Having explained the situation on the ground, Mr Ueshima outlined PBV’s future plans. Inside Ukraine, efforts will focus on temporary shelters, procurement and transportation of medical supplies and the distribution of survival packages (food and hygiene kits). One volunteer, Alex, himself a refugee, working in a relief center distributing supplies to cities under attack said in a video that residents with disabilities, the elderly are most in need. 3000 food packages are delivered to families in one day but there is a lack of resources to fulfill the demand. In Romania, efforts will be focused on the integration and migration support for refugees, support for those in need of continuous medical treatment and socio-psychological support for refugees including children who had been exhibiting signs of trauma.

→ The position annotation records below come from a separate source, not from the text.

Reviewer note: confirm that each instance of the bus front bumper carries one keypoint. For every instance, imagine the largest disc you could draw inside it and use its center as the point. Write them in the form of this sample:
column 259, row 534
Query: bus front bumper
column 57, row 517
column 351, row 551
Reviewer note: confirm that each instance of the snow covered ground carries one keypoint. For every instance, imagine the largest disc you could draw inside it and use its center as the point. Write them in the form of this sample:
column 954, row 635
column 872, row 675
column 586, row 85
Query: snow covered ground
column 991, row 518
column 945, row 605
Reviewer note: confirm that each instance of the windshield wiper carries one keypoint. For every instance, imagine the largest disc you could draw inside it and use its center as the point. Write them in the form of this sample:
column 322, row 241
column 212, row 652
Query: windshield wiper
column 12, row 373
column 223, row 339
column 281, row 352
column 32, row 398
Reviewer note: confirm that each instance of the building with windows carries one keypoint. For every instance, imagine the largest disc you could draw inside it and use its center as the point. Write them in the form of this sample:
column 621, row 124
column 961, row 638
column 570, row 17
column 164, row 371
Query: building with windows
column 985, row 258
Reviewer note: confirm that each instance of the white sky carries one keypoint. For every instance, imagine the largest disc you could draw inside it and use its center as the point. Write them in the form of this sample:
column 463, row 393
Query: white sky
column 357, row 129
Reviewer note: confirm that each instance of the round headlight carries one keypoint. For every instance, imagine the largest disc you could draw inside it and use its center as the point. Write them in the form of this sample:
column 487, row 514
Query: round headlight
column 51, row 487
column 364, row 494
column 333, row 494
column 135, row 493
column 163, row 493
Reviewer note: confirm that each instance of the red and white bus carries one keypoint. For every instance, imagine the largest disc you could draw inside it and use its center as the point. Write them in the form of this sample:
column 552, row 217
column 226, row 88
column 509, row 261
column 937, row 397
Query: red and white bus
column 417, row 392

The report concluded with words from Kai Brand-Jacobsen, President of PATRIR who had recently returned to Romania from Ukraine. On behalf of All for Ukraine, he said PBV had been with PATRIR from the beginning and expressed his gratitude to all those who had contributed to humanitarian efforts saying it was of “incredible and life saving importance''. He spoke about the ongoing and very urgent need for support saying that while much of the world has focused on those who have left the country, 8 million people have been displaced within Ukraine where the situation was becoming “more and more extreme” with a desperate need for medicine, food supplies and shelter. “Your support is saving lives” he told those watching and we must work “together to bring an end to this war”.
Mr Ueshima concluded by expressing his appreciation from PBV to PATRIR and all the different organizations who are working together with PBV and Peace Boat. Kobyashi Shingo closed the event with an appeal for further support for humanitarian efforts and for efforts to build peace in the world. Generous donations were made following the live report and PBV and Peace Boat’s fundraising for All for Ukraine has raised 11 million yen to date and continues to fundraise in Japan and online. PBV continues to work with PATRIR and is seeking additional partners for future humanitarian support projects in Romania.